As the right hon. Member for Leicester East and others mentioned, we do not currently have a diplomatic presence in Yemen, but let me assure them that we monitor the situation on the ground closely, and this assessment is reviewed on an ongoing basis. As soon as it is safe to do so, we will ensure that we have proper diplomatic and, importantly, consular representation on the ground. I know that a number of right hon. and hon. Members are concerned about constituents who are wrapped up in this situation, and not being helped by the fact that the normal assistance that we would give to UK citizens is being hampered because we simply cannot have normal diplomatic or consular relations at this time.

With regard to the right hon. Member for Leicester East’s question about the upcoming state visit, I should like to remind Members of the remarks that my right hon. Friend the Foreign Secretary made only yesterday at the Yemen Day meeting of the all-party parliamentary group on Yemen, where he said that he would raise Yemen with President Trump and that he had already discussed it with Secretary Pompeo. It would be remarkable if that were not the case. I thank the right hon. Gentleman for his suggestion of a UK-hosted conference for peace in London. As I have said, we are just one country among many, but we are influential and we have taken a lead on Yemen. In the spirit of the soft power that he cited, I will certainly consider his suggestion very carefully indeed.

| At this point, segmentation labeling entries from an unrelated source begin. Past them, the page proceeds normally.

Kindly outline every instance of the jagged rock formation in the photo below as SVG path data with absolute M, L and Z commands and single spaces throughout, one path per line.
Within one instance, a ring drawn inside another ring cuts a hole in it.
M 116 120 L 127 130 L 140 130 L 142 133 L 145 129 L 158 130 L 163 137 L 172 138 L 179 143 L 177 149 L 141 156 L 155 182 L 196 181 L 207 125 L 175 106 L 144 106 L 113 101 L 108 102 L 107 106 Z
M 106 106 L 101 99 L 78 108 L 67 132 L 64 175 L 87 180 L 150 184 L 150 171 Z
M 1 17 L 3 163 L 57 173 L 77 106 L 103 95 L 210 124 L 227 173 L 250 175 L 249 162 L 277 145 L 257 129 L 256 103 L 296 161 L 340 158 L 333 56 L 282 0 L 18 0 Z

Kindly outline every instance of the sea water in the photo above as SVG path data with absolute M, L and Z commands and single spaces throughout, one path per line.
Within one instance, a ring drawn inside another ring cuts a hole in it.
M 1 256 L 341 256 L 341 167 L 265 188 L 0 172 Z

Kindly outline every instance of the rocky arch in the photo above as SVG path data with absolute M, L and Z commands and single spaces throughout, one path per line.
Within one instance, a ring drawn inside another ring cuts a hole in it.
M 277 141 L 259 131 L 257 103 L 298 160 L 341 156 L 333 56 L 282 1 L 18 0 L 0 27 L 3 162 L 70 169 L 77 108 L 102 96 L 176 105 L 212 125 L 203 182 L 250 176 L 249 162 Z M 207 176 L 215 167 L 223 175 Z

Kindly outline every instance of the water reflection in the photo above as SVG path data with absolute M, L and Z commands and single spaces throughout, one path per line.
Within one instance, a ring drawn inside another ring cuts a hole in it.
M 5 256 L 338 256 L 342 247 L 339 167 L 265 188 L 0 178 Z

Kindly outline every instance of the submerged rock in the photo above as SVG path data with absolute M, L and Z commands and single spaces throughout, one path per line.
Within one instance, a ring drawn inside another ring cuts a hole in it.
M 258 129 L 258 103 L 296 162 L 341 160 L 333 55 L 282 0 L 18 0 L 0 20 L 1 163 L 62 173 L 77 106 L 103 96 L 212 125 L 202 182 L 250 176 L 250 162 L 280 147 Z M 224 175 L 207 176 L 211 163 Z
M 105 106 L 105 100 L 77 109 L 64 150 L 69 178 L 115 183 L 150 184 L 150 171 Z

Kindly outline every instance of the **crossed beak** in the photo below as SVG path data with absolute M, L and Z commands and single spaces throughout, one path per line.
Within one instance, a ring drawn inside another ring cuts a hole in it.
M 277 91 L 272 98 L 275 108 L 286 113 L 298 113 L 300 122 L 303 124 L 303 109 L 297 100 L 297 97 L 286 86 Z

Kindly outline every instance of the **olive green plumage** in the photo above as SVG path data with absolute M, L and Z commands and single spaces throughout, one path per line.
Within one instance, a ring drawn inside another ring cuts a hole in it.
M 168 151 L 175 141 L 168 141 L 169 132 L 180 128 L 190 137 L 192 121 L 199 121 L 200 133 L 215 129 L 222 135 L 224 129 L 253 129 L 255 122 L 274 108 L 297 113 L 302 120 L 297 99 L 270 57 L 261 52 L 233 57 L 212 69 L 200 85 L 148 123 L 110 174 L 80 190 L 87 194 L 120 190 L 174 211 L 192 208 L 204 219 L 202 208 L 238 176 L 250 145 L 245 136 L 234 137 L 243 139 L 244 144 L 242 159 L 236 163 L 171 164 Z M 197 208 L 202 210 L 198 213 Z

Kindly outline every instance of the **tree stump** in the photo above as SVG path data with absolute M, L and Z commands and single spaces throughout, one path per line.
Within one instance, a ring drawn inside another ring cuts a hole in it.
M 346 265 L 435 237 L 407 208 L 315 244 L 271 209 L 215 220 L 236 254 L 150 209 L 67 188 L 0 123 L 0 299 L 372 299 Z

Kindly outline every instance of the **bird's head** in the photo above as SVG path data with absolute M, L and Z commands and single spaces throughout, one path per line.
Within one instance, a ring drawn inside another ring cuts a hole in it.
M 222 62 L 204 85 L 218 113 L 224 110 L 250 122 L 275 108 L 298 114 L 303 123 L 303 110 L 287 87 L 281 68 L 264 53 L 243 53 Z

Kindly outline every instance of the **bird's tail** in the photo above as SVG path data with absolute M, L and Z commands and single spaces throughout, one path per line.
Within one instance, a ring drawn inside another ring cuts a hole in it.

I should like to make a few remarks about the UK’s response to the humanitarian crisis. We are providing a further £200 million this financial year, bringing our total humanitarian contribution since the start of the conflict to £770 million. I have checked with officials this morning, because I know that several Members are concerned about the roll-out of that money, and I am told that more than £600 million of that sum has already been paid. I will go further and say that in my early conversations with my interlocutors over the past two weeks, I have made it clear that those who have pledged aid must give that aid. I have underscored the fact that it is not good enough simply to pledge money, and that they must hand it over.

This is slightly complicated because most of those interlocutors, including the UK, disburse most of those funds through non-governmental organisations. That is quite right and proper, and it is the best way to achieve our aims, but the process means that there could be some delay in disbursing funds. According to the programmes and schedules of the NGOs, donors must hand over the cash as soon as they possibly can, and that has been the burden of my conversations with my interlocutors over the past few days. I hope that that gives right hon. and hon. Members the reassurance that they were rightly seeking from me.

Our latest disbursement of funds will help to meet some of the immediate food needs of the people in Yemen. It will enable us to feed people, to treat them and to ensure that they get better access to water and basic sanitation, which leads me to the subject of cholera and watery diarrhoea.

Almost 300,000 suspected cases have been recorded by the World Health Organisation. Our support is saving lives, and the British public need to know that, but it goes beyond simply giving people vaccines—simple though that is in the case of cholera. It has to mean a much wider public health approach to tackling what we in this country would call an “antique disease”— a disease that should not be affecting people in the 21st century—and that means instructing people in proper hygiene. We need teams who can do that, and we must ensure that people have proper access to clean water. GAVI, the Vaccine Alliance, understands that full well, which is why we are supporting it and UNICEF and other partners to help vaccinate over 2 million people in high-priority districts.